It was 1 AM when the ops girl ripped me out of a dream with a phone call: “The flash sale page went completely white as soon as we launched!” I opened the monitoring dashboard and saw the database connection pool had burst, CPU was pegged at 95%, only 37 coupons had been issued, yet inventory still showed over 2000 remaining — overselling wasn’t prevented, and the service crashed first. Classic “the hotter the event, the more embarrassing the system.”

Breaking down the problem

We were running an “on-the-hour” flash sale with 10,000 coupons, hyped for two straight days. The moment it went live, we were hit with roughly 80,000 QPS instantly. The original design was dead simple: when a request arrived, check the stock field in the database; if stock > 0, execute UPDATE ... SET stock = stock - 1, then insert a claim record. Under concurrency, this completely fell apart — two requests simultaneously read stock = 5, both decided they could deduct, and we ended up issuing 6 coupons. Overselling by 1. Even worse, row locks and deadlocks dragged the entire database instance into the ground.

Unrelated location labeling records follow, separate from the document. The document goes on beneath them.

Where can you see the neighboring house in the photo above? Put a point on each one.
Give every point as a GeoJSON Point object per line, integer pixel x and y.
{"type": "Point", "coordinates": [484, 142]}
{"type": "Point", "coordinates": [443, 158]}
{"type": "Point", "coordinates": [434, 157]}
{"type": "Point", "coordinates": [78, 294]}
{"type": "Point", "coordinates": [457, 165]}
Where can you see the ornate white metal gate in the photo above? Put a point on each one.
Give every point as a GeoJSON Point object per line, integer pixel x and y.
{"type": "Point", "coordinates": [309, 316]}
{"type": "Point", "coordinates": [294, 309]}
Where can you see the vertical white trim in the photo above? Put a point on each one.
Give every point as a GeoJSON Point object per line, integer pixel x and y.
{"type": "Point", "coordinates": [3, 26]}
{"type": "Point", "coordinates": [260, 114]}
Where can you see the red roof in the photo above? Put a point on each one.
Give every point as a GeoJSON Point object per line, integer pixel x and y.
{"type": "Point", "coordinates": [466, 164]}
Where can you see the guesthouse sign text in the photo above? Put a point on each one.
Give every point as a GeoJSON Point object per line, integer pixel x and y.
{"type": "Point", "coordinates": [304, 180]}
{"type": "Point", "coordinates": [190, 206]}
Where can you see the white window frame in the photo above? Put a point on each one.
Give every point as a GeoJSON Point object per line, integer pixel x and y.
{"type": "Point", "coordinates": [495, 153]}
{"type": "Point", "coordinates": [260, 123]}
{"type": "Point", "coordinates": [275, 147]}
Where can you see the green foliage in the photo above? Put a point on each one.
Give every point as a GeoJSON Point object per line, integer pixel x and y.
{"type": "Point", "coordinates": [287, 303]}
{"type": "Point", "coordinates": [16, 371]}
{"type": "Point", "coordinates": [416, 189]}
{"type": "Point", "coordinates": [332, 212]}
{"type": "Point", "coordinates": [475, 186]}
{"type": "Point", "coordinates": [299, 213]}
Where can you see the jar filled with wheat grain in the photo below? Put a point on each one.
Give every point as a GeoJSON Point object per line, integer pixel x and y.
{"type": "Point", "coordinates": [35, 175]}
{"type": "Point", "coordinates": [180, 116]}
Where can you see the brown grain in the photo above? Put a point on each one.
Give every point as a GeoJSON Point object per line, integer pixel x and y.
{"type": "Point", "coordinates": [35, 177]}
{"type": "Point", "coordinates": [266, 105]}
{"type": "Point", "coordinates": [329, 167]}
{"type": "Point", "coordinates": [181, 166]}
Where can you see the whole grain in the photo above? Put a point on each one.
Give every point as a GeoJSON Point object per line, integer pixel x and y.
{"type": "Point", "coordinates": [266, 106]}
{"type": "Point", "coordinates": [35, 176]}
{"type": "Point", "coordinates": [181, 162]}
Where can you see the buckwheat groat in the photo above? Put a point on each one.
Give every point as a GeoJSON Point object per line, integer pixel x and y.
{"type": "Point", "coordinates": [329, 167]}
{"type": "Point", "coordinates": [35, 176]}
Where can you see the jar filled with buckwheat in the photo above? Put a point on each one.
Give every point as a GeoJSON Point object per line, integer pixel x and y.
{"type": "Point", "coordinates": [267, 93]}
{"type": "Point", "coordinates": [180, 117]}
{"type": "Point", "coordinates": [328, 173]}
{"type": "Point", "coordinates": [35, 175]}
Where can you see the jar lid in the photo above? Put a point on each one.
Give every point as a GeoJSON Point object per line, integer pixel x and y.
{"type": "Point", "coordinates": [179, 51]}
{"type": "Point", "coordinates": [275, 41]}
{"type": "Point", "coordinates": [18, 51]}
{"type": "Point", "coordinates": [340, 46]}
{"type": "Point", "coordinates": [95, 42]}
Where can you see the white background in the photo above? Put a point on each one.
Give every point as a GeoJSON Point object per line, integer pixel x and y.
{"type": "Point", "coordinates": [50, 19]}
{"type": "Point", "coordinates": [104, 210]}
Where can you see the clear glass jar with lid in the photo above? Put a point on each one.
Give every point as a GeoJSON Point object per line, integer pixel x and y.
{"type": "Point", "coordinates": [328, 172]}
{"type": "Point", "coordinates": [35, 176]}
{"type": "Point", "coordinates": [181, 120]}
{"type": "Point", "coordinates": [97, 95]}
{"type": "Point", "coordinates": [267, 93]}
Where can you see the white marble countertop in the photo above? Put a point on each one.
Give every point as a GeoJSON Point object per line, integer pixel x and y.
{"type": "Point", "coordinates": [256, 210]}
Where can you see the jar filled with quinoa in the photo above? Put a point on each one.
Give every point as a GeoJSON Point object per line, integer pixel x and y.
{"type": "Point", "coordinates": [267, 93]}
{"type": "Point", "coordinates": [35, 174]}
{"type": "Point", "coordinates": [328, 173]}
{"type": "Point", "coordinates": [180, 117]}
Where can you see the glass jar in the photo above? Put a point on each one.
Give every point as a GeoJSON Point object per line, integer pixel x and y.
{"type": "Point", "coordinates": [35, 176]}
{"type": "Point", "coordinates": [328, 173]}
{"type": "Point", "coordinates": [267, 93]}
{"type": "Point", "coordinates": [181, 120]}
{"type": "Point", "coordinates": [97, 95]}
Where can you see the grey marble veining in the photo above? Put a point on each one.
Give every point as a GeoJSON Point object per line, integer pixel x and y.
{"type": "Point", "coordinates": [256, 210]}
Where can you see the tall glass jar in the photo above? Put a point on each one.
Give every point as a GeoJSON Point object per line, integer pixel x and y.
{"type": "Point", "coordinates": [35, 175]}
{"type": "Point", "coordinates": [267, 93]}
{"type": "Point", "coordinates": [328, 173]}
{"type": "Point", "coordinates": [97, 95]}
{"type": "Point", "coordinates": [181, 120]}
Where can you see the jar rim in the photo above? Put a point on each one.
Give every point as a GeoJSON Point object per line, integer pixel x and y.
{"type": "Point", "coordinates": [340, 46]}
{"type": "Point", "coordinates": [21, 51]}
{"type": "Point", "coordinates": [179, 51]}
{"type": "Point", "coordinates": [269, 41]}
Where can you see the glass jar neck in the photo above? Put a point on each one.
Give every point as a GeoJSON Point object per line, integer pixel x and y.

In plain terms, there were two root causes: the “read-check-write” sequence is not atomic, and disk + row locks can’t survive high concurrency. Optimistic locking with a version column fixes overselling, but at tens of thousands of QPS, the flood of conflict retries would still slam MySQL’s CPU to 100%. That’s treating a symptom. Serializing requests through a message queue prevents overselling too, but the real‑time feedback is gone — users wait several seconds for a result, and the experience tanks. We needed a solution that could atomically handle “check + deduct” and withstand memory‑speed reads and writes.